Great cigar to start the slide down the slippery slope. Enjoy the ride...you are already picking up speed!


----------



## (909) (Jul 27, 2004)

I smoked a PSD4 that was gifted to me by a generous LLG (thanks again) and still have the band in my wallet. I put the band in the picture section and it ended up over my wifes picture. My wife goes into my wallet for cash and noticed it and said "There's a cigar band covering up my face in your wallet, was that cigar THAT good".

I just laughed and told her that I wish I had another.

p.s. The PSD4 was "THAT" good! I just wish they grew on trees.


----------



## IHT (Dec 27, 2003)

(909) said:


> I just laughed and told her that I wish I had another....


you forgot the rest of the sentence.

"wife that didn't complain about cigar bands in my wallet."


----------



## InfrnalSky (Apr 24, 2004)

always a great smoke.

Eddie


----------



## floydp (Jun 6, 2004)

Kewl pics P-town.I'm having one tomorrow right after lunch thanks to a great LLG here too. Should I go with a Amber Bock or some killer beans?


----------



## LasciviousXXX (Oct 12, 2004)

I'm in favor of the Amber but hey that's just me. 

Enjoy Frank!!


----------



## cwaddell_1 (Feb 27, 2004)

I just smoked my second one ever yesterday. Truly a great smoke.


----------



## P-Town Smokes (Jan 7, 2005)

Thats a tough one, I was driving so coffee was my choice. Now at home AMBER all the way.


floydp said:


> Kewl pics P-town.I'm having one tomorrow right after lunch thanks to a great LLG here too. Should I go with a Amber Bock or some killer beans?


----------



## floydp (Jun 6, 2004)

P-Town Smokes said:


> Thats a tough one, I was driving so coffee was my choice. Now at home AMBER all the way.


Then Amber it is, thanks P-town


----------



## hollywood (Feb 15, 2005)

just burned another PSD4 last night. i think thye were from '02. i've had them in my humi for about a year. 

I really enjoy this smoke!!! everytime it is everything you could expect.

I NEED MORE!!!


----------



## dfitz40 (Feb 3, 2005)

Well, 

I just pulled the trigger on a box of PSD4'S....................AND I'M HANGING :hn THE BALME ON ALL YOU BASTAGES!

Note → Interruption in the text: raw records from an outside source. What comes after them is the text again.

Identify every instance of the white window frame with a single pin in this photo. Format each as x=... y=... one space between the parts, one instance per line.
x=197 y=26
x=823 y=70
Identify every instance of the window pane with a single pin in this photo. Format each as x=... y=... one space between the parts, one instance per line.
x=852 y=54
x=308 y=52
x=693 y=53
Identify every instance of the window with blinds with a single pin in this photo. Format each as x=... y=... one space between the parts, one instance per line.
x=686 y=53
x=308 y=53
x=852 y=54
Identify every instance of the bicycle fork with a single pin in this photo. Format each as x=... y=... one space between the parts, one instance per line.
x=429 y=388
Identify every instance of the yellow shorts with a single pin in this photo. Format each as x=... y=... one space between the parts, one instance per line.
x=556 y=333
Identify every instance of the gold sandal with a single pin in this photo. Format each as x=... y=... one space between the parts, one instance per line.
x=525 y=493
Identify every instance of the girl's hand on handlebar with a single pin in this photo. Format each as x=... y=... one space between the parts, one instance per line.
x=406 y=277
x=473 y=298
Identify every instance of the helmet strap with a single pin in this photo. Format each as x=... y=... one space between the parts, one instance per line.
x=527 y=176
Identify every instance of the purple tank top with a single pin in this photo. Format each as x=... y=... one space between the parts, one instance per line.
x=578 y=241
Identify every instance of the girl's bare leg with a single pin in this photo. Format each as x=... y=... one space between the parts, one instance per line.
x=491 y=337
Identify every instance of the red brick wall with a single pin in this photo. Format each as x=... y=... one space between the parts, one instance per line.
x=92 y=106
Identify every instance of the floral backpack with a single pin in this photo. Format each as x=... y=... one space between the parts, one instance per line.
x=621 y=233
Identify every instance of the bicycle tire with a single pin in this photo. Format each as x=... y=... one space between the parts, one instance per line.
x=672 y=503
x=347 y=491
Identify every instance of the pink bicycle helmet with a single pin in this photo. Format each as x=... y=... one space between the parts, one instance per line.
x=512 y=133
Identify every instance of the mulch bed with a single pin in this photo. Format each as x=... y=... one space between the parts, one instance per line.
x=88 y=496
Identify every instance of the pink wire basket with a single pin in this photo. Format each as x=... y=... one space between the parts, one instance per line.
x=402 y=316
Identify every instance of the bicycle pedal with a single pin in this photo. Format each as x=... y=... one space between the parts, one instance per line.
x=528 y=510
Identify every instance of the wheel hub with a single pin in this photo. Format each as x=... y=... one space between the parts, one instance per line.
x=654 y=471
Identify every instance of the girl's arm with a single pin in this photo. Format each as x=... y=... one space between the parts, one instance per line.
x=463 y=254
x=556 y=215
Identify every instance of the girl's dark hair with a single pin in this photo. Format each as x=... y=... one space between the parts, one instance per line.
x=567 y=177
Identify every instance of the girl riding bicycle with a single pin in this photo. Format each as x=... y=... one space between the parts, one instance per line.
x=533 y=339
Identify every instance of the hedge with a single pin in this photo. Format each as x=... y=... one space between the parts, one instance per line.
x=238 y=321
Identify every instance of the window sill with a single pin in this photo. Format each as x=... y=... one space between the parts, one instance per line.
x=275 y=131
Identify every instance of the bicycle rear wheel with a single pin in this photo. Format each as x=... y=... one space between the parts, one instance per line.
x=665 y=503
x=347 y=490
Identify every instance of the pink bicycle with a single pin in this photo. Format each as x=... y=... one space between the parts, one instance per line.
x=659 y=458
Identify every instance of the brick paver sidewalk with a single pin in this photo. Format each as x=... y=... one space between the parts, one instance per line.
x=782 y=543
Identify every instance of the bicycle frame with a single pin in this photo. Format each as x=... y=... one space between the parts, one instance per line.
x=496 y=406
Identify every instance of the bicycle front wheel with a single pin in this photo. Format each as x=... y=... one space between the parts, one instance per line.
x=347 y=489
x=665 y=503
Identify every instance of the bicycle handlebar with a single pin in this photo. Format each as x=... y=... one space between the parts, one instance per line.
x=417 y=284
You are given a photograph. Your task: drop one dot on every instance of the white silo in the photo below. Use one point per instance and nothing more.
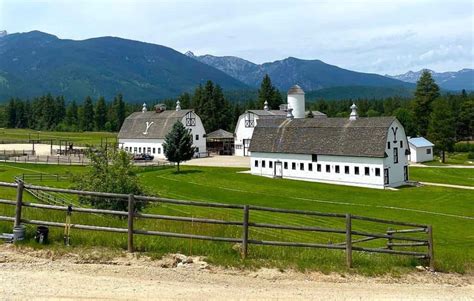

No, seriously I'm looking forward to the ride down that oh so slippery slope :z


----------



## icehog3 (Feb 20, 2005)

"Balme...who told you to use the balme? I didn't tell you to use the balme..."

....Jackie Chiles, 1997.


----------



## P-Town Smokes (Jan 7, 2005)

Classicc, I ned spel chek oftn 2 


icehog3 said:


> "Balme...who told you to use the balme? I didn't tell you to use the balme..."
> 
> ....Jackie Chiles, 1997.


----------